The reverse function reverses the order of characters in a string. Use this function to analyze strings from right to left, detect palindromes, or transform data for specific pattern matching requirements.
For users of other query languages
If you come from other query languages, this section explains how to adjust your existing queries to achieve the same results in APL.
In Splunk SPL, reversing strings typically requires custom functions or scripts. APL's reverse provides this functionality natively.
['sample-http-logs']
| extend reversed = reverse(field)In ANSI SQL, string reversal varies by database with different functions. APL's reverse provides standardized string reversal.
['sample-http-logs']
| extend reversed = reverse(field)Usage
Syntax
reverse(value)Parameters
| Name | Type | Required | Description |
|---|---|---|---|
| value | string | Yes | The input string to reverse. |
Returns
Returns the input string with its characters in reverse order.
Use case examples
Detect palindromic patterns in URIs or identifiers for data validation.
Query
['sample-http-logs']
| extend reversed_uri = reverse(uri)
| extend is_palindrome = uri == reversed_uri
| summarize palindrome_count = countif(is_palindrome), total_count = count() by method
| extend palindrome_percentage = round(100.0 * palindrome_count / total_count, 2)
| sort by palindrome_count descOutput
| method | palindrome_count | total_count | palindrome_percentage |
|---|---|---|---|
| GET | 12 | 8765 | 0.14 |
| POST | 5 | 2341 | 0.21 |
| PUT | 2 | 987 | 0.20 |
This query detects palindromic URIs by comparing them with their reversed versions, which can help identify unusual or test data patterns.
Analyze trace IDs by examining their reversed format for pattern detection.
Query
['otel-demo-traces']
| extend reversed_trace = reverse(trace_id)
| extend first_char = substring(trace_id, 0, 1)
| extend last_char = substring(reversed_trace, 0, 1)
| extend matches = first_char == last_char
| summarize match_count = countif(matches), total = count() by ['service.name']
| extend match_percentage = round(100.0 * match_count / total, 2)

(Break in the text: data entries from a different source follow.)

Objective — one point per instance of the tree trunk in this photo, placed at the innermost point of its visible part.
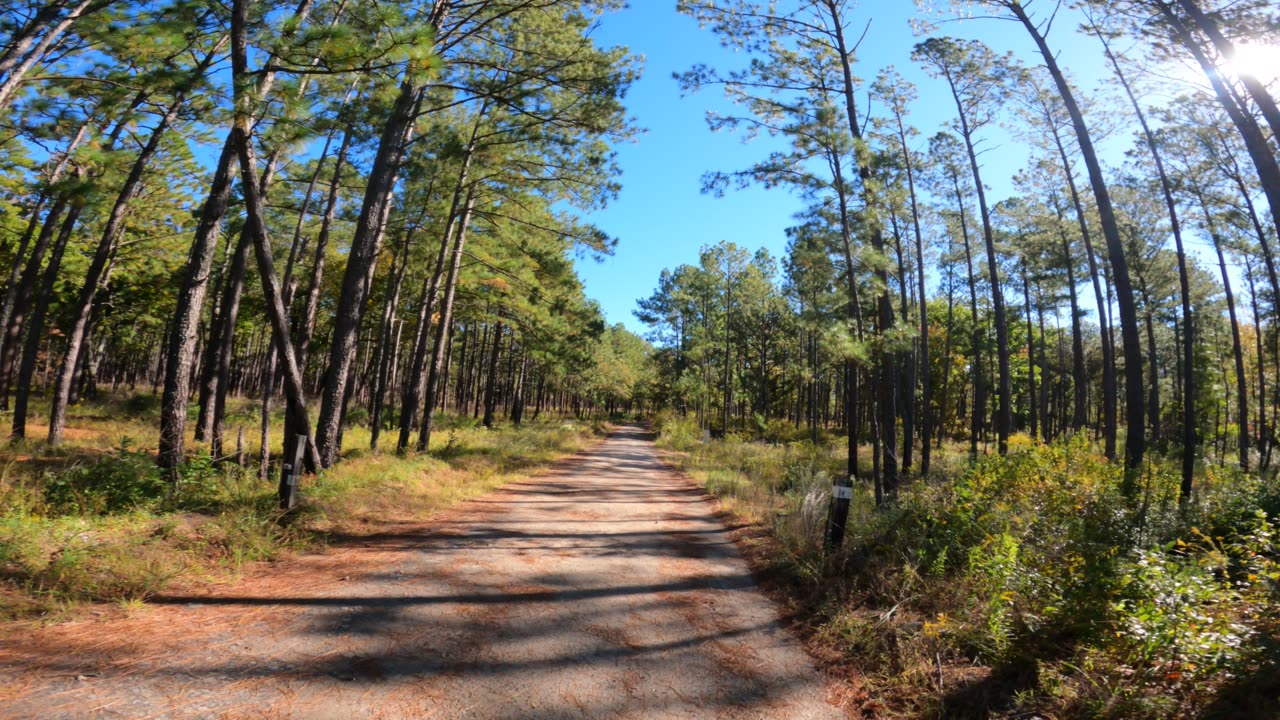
(298, 422)
(195, 285)
(385, 346)
(490, 381)
(442, 331)
(36, 327)
(1188, 379)
(112, 232)
(1136, 436)
(1004, 387)
(1242, 392)
(364, 250)
(21, 57)
(1079, 405)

| sort by match_count desc
| limit 10Output
| service.name | match_count | total | match_percentage |
|---|---|---|---|
| frontend | 287 | 4532 | 6.33 |
| checkout | 216 | 3421 | 6.31 |
| cart | 189 | 2987 | 6.33 |
This query analyzes trace ID patterns by checking if the first and last characters match, which can help validate ID generation algorithms.
Detect reverse proxy attacks or unusual URI patterns by analyzing reversed strings.
Query
['sample-http-logs']
| extend reversed_uri = reverse(uri)
| extend has_reversed_exploit = indexof(reversed_uri, 'drowssap') >= 0 or indexof(reversed_uri, 'nigol') >= 0
| where has_reversed_exploit or status == '403' or status == '401'
| project _time, uri, reversed_uri, has_reversed_exploit, id, status
| limit 10Output
| _time | uri | reversed_uri | has_reversed_exploit | id | status |
|---|---|---|---|---|---|
| 2024-11-06T10:00:00Z | /admin | nimda/ | false | user123 | 403 |
| 2024-11-06T10:01:00Z | /loginpassword | drowssapnigol/ | true | user456 | 401 |
This query detects potentially obfuscated attack patterns by examining reversed URIs for suspicious keywords like 'password' or 'login' spelled backwards.
List of related functions
- substring: Extracts parts of strings. Use this with reverse to extract from the end of strings.
- strlen: Returns string length. Use this with reverse for position calculations from the right.
- strcat: Concatenates strings. Use this to build strings with reversed components.
- split: Splits strings into arrays. Use this with reverse to process tokens in reverse order.